UNMANNED GROUND AND AERIAL SYSTEMS FOR HIDDEN THREATS DETECTION PARTICIPATION TO A TECHNOLOGICAL CHALLENGE
Progress in IED and landmine detection is hindered by the lack of standardized benchmarks. It is necessary to define representative testing environments enabling an objective and comparable evaluation of developed systems. Furthermore, being the field tests not repeated at will and not perfectly reproducible, especially for detection systems that involve artificial intelligence, online tests of software components are also organized.
TICHE will participate in a series of test campaigns organised in the framework of the technological challenge.
The challenge aims at measuring, in an objective and comparable way,
the performances
of different approaches to hidden threat detection and characterization of IEDs and Landmines.
The potential added value of using sensors embedded UxV systems in addition to sensors embedded in a MGV are
evaluated. In the framework of the challenge, field tests are organised going through a zone with simulated
IEDs and landmines representative, as much as possible, of real ones (real-scale fully functional
devices).
The teams drive the systems in a circuit and systems process the sensor data in real-time to automatically
detect IEDs and landmines. The information is presented to the pilots to help them achieving the goal of
safely reaching the target location.
The challenge lasts four years and covers four evaluation campaign, each lasting about a year. Each field test campaign lasts a week. The first one involves only field tests, a dry-run phase to adapt the evaluation protocols needed before delivering meaningful measurements. The next three evaluation campaigns are fully-fledged ones involving both field and online tests.

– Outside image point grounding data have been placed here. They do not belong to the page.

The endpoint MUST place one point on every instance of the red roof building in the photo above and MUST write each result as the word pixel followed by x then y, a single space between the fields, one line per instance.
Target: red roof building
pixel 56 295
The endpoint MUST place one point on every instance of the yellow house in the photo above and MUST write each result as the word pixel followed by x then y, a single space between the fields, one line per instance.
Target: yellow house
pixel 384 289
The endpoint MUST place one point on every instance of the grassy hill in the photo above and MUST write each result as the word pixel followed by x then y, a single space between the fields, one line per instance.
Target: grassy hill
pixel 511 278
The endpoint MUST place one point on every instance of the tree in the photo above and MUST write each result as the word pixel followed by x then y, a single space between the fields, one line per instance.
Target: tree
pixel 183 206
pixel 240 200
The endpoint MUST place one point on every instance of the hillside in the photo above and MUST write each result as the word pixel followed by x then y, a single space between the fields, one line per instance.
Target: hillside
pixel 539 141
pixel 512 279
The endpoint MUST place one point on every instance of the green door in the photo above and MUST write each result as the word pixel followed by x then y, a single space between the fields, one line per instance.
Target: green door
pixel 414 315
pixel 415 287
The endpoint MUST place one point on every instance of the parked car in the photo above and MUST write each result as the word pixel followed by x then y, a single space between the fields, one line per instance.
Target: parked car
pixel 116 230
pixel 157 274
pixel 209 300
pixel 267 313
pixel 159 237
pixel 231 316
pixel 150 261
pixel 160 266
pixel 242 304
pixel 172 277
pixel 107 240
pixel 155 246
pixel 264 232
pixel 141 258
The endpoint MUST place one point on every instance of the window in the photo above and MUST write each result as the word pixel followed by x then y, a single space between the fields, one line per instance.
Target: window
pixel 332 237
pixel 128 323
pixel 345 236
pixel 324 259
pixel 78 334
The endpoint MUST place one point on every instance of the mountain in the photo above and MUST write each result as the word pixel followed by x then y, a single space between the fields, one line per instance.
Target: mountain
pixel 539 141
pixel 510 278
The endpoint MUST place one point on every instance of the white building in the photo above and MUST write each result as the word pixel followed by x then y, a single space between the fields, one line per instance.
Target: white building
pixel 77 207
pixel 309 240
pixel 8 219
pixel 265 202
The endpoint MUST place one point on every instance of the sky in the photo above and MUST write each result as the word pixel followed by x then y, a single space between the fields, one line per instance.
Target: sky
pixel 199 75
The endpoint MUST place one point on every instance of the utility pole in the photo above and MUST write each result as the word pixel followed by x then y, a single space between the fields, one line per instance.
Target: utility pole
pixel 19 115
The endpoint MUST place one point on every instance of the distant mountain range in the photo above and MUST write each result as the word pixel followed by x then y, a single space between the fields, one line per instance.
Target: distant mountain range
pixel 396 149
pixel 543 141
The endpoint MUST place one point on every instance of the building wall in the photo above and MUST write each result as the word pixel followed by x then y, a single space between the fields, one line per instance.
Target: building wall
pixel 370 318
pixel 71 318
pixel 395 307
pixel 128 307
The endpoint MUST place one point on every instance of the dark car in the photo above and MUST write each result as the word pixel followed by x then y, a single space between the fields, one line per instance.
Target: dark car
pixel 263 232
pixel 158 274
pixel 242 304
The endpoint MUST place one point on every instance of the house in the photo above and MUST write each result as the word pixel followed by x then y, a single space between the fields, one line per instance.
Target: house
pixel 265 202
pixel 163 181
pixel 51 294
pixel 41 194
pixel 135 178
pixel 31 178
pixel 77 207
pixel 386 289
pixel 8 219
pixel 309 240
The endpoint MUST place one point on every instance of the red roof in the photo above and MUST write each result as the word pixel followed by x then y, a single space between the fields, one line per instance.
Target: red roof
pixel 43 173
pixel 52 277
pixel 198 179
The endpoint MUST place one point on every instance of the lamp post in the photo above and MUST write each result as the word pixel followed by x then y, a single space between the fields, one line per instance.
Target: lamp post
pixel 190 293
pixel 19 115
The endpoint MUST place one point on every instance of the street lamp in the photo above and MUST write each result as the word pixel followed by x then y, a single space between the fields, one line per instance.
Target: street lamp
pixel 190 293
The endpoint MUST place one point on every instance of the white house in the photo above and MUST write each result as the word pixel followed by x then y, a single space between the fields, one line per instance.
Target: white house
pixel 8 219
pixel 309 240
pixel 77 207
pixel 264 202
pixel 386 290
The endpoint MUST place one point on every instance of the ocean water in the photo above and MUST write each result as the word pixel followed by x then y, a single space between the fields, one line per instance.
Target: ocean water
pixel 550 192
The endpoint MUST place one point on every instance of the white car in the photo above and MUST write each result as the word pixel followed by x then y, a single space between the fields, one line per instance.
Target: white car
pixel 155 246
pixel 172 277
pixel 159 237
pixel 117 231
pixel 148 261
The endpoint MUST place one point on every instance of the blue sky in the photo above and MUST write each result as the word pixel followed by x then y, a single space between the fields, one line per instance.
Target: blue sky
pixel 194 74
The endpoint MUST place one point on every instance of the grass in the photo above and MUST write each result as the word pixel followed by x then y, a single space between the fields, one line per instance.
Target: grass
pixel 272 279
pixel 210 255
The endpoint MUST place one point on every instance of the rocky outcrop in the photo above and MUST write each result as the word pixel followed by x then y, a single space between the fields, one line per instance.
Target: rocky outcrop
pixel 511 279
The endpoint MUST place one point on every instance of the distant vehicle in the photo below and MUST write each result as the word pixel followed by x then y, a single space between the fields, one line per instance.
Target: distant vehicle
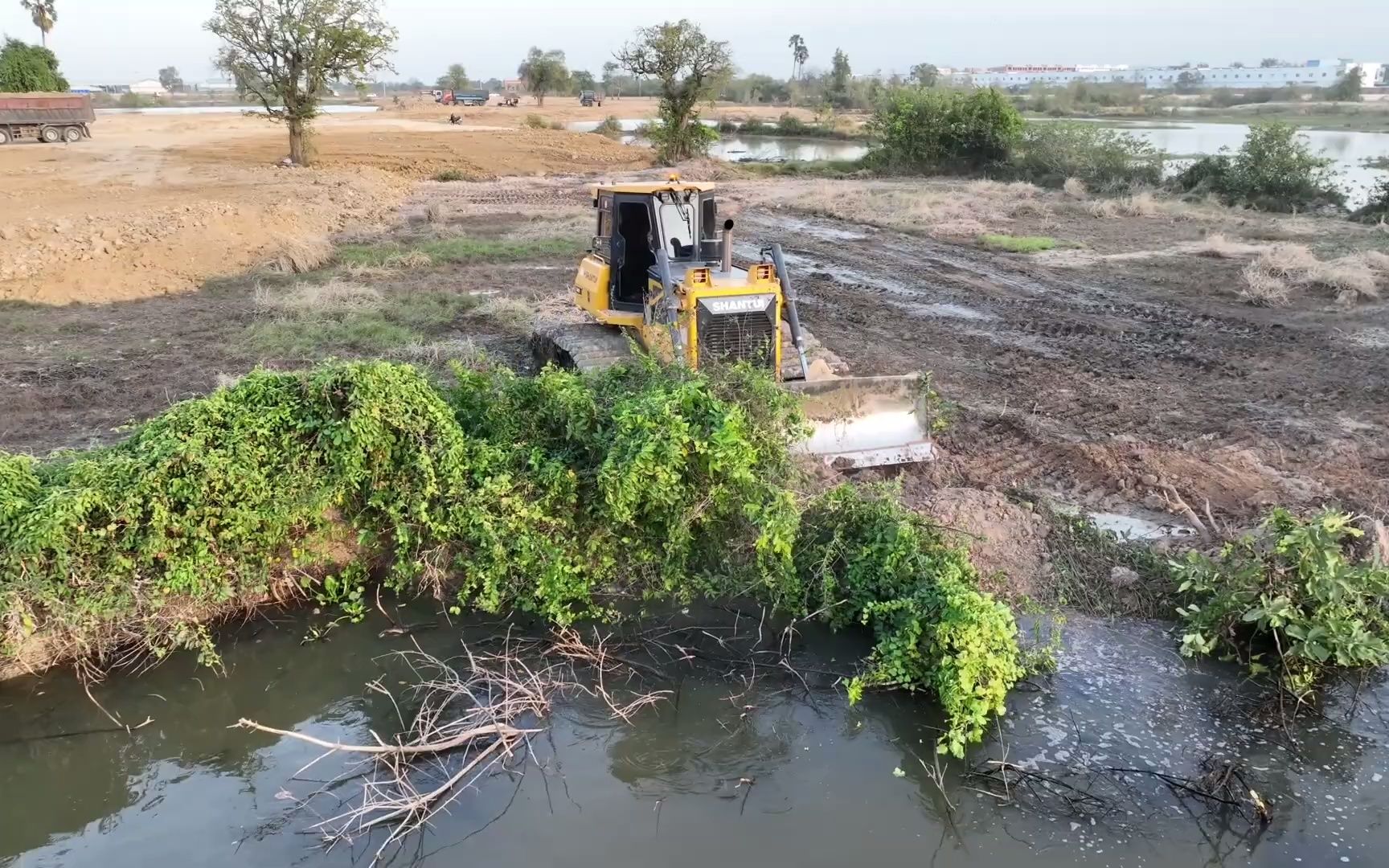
pixel 463 97
pixel 47 117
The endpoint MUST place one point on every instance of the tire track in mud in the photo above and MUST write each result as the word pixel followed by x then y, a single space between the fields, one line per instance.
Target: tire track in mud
pixel 1104 391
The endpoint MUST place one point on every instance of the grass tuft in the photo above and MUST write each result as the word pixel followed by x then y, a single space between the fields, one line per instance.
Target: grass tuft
pixel 1017 244
pixel 301 255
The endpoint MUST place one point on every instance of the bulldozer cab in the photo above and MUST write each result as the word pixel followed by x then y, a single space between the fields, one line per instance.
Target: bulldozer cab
pixel 639 221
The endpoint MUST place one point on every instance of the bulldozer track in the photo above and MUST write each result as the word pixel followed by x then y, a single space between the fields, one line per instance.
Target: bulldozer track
pixel 585 346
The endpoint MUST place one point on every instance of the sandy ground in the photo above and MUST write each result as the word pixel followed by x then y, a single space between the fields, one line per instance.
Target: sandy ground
pixel 568 110
pixel 160 203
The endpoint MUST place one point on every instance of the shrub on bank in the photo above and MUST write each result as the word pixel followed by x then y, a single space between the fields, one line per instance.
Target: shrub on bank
pixel 1274 170
pixel 1292 602
pixel 1106 160
pixel 944 131
pixel 515 493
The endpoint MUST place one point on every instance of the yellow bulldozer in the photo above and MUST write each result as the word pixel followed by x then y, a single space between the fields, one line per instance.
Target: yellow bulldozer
pixel 660 276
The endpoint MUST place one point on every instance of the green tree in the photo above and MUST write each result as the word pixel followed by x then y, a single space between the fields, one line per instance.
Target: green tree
pixel 944 131
pixel 797 46
pixel 543 72
pixel 170 80
pixel 839 76
pixel 454 78
pixel 925 76
pixel 285 51
pixel 25 68
pixel 43 15
pixel 1348 89
pixel 690 68
pixel 584 81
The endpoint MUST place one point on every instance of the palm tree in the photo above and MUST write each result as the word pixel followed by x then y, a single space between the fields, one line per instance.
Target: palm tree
pixel 797 46
pixel 43 15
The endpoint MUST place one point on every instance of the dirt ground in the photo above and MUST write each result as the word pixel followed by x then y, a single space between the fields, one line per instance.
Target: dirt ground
pixel 1120 371
pixel 568 110
pixel 1112 379
pixel 160 203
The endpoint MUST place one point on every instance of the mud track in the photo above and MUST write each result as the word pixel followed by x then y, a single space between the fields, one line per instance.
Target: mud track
pixel 1108 387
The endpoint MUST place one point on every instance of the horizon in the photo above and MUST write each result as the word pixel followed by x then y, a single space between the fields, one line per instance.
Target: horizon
pixel 434 35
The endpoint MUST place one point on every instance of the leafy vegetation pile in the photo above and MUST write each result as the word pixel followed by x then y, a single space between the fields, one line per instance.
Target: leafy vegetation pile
pixel 1274 170
pixel 1289 602
pixel 542 495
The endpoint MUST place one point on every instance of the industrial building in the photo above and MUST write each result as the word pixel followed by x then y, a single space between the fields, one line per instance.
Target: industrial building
pixel 1312 74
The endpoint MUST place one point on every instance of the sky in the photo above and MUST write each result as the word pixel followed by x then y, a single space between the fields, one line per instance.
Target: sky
pixel 117 42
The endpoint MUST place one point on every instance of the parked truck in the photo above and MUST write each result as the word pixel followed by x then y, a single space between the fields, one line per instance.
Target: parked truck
pixel 47 117
pixel 463 97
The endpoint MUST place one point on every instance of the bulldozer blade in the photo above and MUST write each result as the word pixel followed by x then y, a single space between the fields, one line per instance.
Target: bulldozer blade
pixel 866 421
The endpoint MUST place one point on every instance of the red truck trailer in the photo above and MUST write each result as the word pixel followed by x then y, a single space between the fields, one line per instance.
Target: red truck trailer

The proposed solutions fulfil the following requirements:
- Ability to go through a zone with IEDs or landmines while minimizing the risk of damage
- Ability to detect and map IEDs and landmines in a given area, with maximum accuracy
- Ability to characterize IEDs and landmines, with maximum accuracy.
Systems are able to record the data acquired through their sensors, in order to enable reproduction of experiments in a software environment.
Both open-air (rural) and urban scenarios will be arranged in the circuit.
- A rural scenario is in some respects a “cleaner” and less complex environment than the urban one, with less manmade objects that can cause false alarms.
- In an urban setting is present more clutter, e.g., underground pipelines for gas, water, electricity, and sewer infrastructure, as well as lots of electronic devices. There are also buildings, shadows or concealment caused by garbage in the streets, and a congested RF spectrum (lots of RF signals), which can make detection of hidden objects a more difficult task than in an open-air scenario.